A group of bucket drummers parked outside Manhattan Plaza captures Ali’s attention. One drummer in particular, Knuck (Chris Lee), who is several years older than Ali and reluctant to get involved with a teenager, becomes the object of Ali’s affection. Her persistence eventually wins him over, but only until her mother catches them getting hot and heavy on her couch.

Diaz deploys the classic storyline of young lovers blocked by a parent as the central structure of the book. The romance’s slow start is distilled in “You Don’t Know My Name. “Girl on Fire” victoriously erupts after Ali gets what she’s been dreaming of. A gorgeous duet of “Like You’ll Never See Me Again” with Knuck in the second act signals the loss that always shadows first love.

The intensity of Ali’s inner life is earned through the music. (Music supervisor Adam Blackstone collaborated with Keys on the arrangements and Tom Kitt, who worked on the orchestrations with Keys, served as music consultant on the brilliant score, which contains new music along with soulful treasures.)

Camille A. Brown’s choreography interprets the whiplash emotional changes Ali is going through via ensemble numbers that can get a little corny when they over-illustrate. But the conviction of the fierce dancers is never in doubt and the energy on the stage is propulsive throughout. (Robert Brill’s scenic design creates a postmodern landscape that’s part cityscape, part dance floor.).

Dramatically, the conflict between Ali and her mother can seem pedestrian and not worth all the theatrical hubbub. There’s more to explore in Ali’s bi-racial identity. Raised by a white mother, Ali longs to have a steadier relationship with her Black father, Davis (a soul-stirring Brandon Victor Dixon), a musician who’s frequently on the road and conveniently unable to live up to promises.

The book captures the way loved ones who mean well can continually disappoint. Jersey tries to protect her daughter from the pain of a father who awakens expectations only to leave them unfulfilled. But the family psychology is most deeply revealed in the music.

Davis coaxing his daughter to join him in a sublime version of “If I Ain’t Got You” and Jersey consoling her daughter in a duet of “No One” are two of the most emotionally affecting numbers in the show. The songs are reinterpreted in such surprising ways, but it is the sheer beauty of the singing that grabs hold of our hearts and lets us understand something about the primal wound of love.
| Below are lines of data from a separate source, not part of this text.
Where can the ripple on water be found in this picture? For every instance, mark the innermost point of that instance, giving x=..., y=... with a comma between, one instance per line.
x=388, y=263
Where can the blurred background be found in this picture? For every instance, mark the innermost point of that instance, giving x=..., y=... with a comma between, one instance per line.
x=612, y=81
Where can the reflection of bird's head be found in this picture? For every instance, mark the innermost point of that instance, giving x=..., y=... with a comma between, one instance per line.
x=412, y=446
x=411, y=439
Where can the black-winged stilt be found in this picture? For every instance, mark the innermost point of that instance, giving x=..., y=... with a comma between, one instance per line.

Another significant storyline involves Ali’s growth as an artist under the stern, loving mentorship of Miss Liza Jane (Kecia Lewis), a fellow Manhattan Plaza resident whose classical piano sessions in a rehearsal room in the building lures Ali into her orbit. As a character, Miss Liza Jane combines the hauteur of opera diva Jessye Norman and the sermonizing wisdom of Maya Angelou.

The teacher-student relationship could be more subtly delineated. (Lewis’ gravity is most persuasive when she’s singing.) But complicated identity issues are raised. Miss Liza Jane is determined to connect Ali with the musical legacy of her Black “ancestors.” Ali’s mother, thrust into the role of bad cop, feels threatened by Ali’s growing closeness to her teacher. The story takes a somber turn, but there’s more to mine in these dynamics.
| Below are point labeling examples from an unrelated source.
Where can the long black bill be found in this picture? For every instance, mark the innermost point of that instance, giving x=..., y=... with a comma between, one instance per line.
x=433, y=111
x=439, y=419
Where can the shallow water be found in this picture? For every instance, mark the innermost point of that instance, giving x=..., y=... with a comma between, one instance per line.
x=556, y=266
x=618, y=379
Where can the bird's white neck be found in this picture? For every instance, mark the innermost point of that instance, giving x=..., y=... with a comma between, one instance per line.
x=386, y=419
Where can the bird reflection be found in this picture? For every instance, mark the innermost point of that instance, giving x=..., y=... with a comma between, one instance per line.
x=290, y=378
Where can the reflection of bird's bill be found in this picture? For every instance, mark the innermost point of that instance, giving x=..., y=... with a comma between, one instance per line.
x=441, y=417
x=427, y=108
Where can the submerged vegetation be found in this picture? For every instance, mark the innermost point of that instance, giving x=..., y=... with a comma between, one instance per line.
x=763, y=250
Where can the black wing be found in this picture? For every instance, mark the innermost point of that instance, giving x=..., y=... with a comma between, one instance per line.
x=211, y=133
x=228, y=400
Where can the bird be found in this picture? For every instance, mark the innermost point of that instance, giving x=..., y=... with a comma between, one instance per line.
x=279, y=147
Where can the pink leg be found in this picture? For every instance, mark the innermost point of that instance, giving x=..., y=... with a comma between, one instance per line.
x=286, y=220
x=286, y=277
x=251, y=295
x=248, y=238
The faults of the book are obvious, but I found myself succumbing to the overwhelming emotion of Ali’s story, sentimentality be damned. “Hell’s Kitchen” doesn’t dramatize the rise of an R&B phenomenon. (Only the character’s early evolution as a musician is sketched.) What the show chronicles instead is the concrete jungle from which an artist’s dreams arose.

“Empire State of Mind” is a fitting final number, and it succeeds in doing what the Kander and Ebb theme song for “New York, New York” attempted to do in the musical adaptation that premiered on Broadway last spring — lift an audience into a higher appreciation of how a city can inspire creativity, provoke it even, as an act of ecstatic survival.

“Hell’s Kitchen” made a believer of this jukebox musical denier. Reinvention is the key to Keys’ spectacular success. Let’s hope Broadway is taking note.